CDC?
- Book cover
- Author: William Steig
- Illustrator: William Steig
- Cover artist: William Steig
- Language: English
- Genre: Children's book
- Publisher: Farrar, Straus and Giroux
- Publication date: 1984
- Publication place: United States
- Media type: Print
- Preceded by: CDB!

= CDC? =

1984 children's book by William Steig

CDC? is a children's puzzle book written and illustrated by author and cartoonist William Steig. Originally published in 1984, it is a sequel to his 1968 picture book CDB! and is of the same concept: letters and numbers that suggest the sounds of words or phrases are printed as captions for interpretive cartoons. The reader guesses what the letters and numbers are supposed to represent in actual words: the book's title, for example, represents the question "See the sea?"

==About the book==
The book is somewhat more sophisticated in content than CDB!, using more complicated phrases. According to Steig's obituary in The New York Times, even some adults found the captions challenging.

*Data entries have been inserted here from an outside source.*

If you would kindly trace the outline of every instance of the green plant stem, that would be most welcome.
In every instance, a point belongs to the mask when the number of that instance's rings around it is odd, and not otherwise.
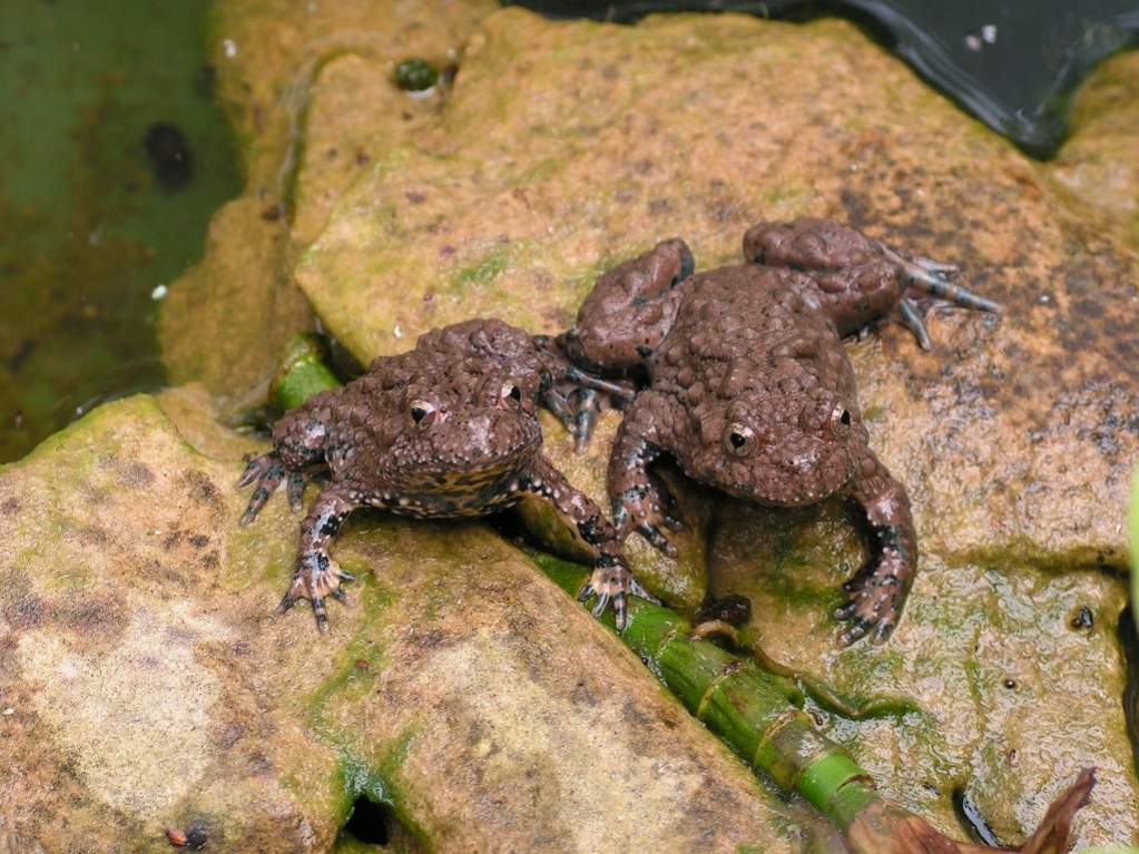
[[[541,553],[532,557],[571,596],[584,583],[581,567]],[[612,627],[613,615],[607,613],[604,622]],[[675,611],[632,599],[620,638],[745,762],[785,791],[801,794],[839,830],[880,800],[870,775],[800,708],[803,696],[790,680],[693,638],[691,631]]]
[[[300,407],[320,392],[341,383],[325,363],[325,351],[312,334],[297,335],[285,350],[285,359],[269,385],[269,403],[282,412]]]

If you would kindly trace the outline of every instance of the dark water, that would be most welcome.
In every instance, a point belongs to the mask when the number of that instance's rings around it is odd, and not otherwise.
[[[229,0],[233,1],[233,0]],[[1073,83],[1134,43],[1139,0],[530,0],[854,17],[1029,150],[1063,136]],[[239,191],[205,65],[205,0],[0,0],[0,462],[108,396],[163,384],[164,288]]]
[[[164,381],[162,286],[240,188],[206,8],[0,1],[0,461]]]
[[[1139,44],[1139,0],[519,0],[556,17],[632,22],[654,11],[744,11],[861,24],[927,81],[1029,154],[1064,140],[1075,85]]]

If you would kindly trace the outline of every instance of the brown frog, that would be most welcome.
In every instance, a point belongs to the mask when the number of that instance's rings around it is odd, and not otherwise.
[[[674,553],[678,527],[649,463],[671,454],[696,481],[763,504],[842,493],[866,511],[874,556],[844,585],[839,643],[883,642],[912,582],[917,542],[902,485],[868,446],[842,339],[895,306],[923,347],[915,295],[998,312],[949,280],[953,268],[906,258],[830,220],[762,223],[747,263],[693,274],[682,240],[603,276],[558,347],[583,369],[647,377],[609,457],[621,536],[638,531]],[[588,438],[579,430],[579,441]]]
[[[596,549],[581,598],[597,597],[598,616],[612,603],[623,629],[626,597],[652,597],[629,572],[613,525],[541,453],[535,408],[568,417],[566,391],[576,387],[620,391],[583,375],[521,329],[472,320],[425,334],[415,350],[377,359],[363,376],[281,418],[273,450],[252,459],[238,482],[239,487],[256,483],[241,524],[253,522],[282,483],[294,510],[301,509],[306,477],[326,476],[330,483],[302,523],[296,573],[279,610],[308,599],[317,625],[327,631],[325,599],[343,600],[341,582],[353,580],[328,548],[358,507],[462,518],[495,512],[530,494],[550,501]]]

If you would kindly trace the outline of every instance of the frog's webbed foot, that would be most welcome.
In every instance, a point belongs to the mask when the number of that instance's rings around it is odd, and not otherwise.
[[[847,602],[835,617],[850,625],[839,633],[838,644],[849,647],[866,634],[874,643],[885,642],[901,617],[912,576],[906,556],[887,548],[878,560],[843,584]]]
[[[249,455],[246,458],[245,470],[237,482],[237,488],[245,488],[252,483],[256,483],[257,487],[253,491],[253,496],[249,499],[245,512],[241,514],[240,525],[248,525],[257,517],[261,508],[269,501],[269,496],[280,488],[282,481],[288,492],[289,507],[296,512],[301,509],[304,495],[305,473],[286,469],[285,463],[274,451],[263,453],[260,457]]]
[[[257,518],[257,514],[261,512],[261,508],[263,508],[265,502],[269,501],[269,496],[277,492],[278,487],[281,485],[281,481],[285,479],[286,474],[288,473],[285,469],[285,463],[282,463],[280,458],[273,452],[263,453],[260,457],[253,457],[247,460],[245,470],[241,473],[241,477],[237,482],[237,488],[245,488],[253,483],[256,483],[257,486],[253,491],[253,496],[249,499],[249,503],[245,508],[245,512],[241,514],[241,518],[238,524],[243,526],[248,525]]]
[[[883,252],[890,261],[898,264],[906,277],[906,293],[933,297],[934,307],[956,305],[961,309],[988,311],[995,314],[1003,311],[1000,303],[986,299],[968,288],[953,284],[951,278],[957,273],[957,268],[952,264],[941,264],[923,257],[904,258],[886,246],[883,246]],[[902,315],[902,325],[913,332],[918,344],[924,350],[931,350],[933,345],[925,328],[923,313],[912,296],[902,296],[899,312]]]
[[[341,582],[355,581],[355,576],[339,568],[335,560],[323,550],[314,550],[301,557],[296,574],[288,592],[277,606],[277,613],[284,614],[298,600],[308,599],[312,603],[312,613],[317,617],[317,629],[321,633],[328,631],[328,613],[325,600],[333,597],[345,602],[347,598],[341,588]]]
[[[551,384],[540,393],[539,403],[562,421],[574,438],[574,449],[582,453],[593,435],[601,403],[624,409],[632,403],[636,391],[630,383],[603,379],[583,371],[549,336],[535,335],[533,340],[546,355],[551,376]]]
[[[577,594],[577,600],[587,602],[591,597],[597,597],[593,603],[595,617],[600,617],[606,607],[612,605],[617,631],[623,632],[629,619],[630,596],[639,596],[654,605],[661,603],[637,582],[623,560],[603,555],[593,566],[593,574]]]
[[[664,555],[677,557],[677,547],[661,528],[680,531],[683,525],[677,518],[672,493],[655,477],[614,498],[613,524],[622,540],[636,531]]]

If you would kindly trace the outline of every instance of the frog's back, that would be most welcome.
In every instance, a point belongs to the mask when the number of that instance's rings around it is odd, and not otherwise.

The book, in its 1984 release, was originally printed in black-and-white and was republished and re-released with pen-and-ink watercolor-style pictures and an answer key at the end. To figure out the word puzzles, the reader needs to read the letters, numbers, and symbols aloud, pronouncing their names, not sounding them out. The picture accompanying each puzzle helps give the reader hints about the coded phrase.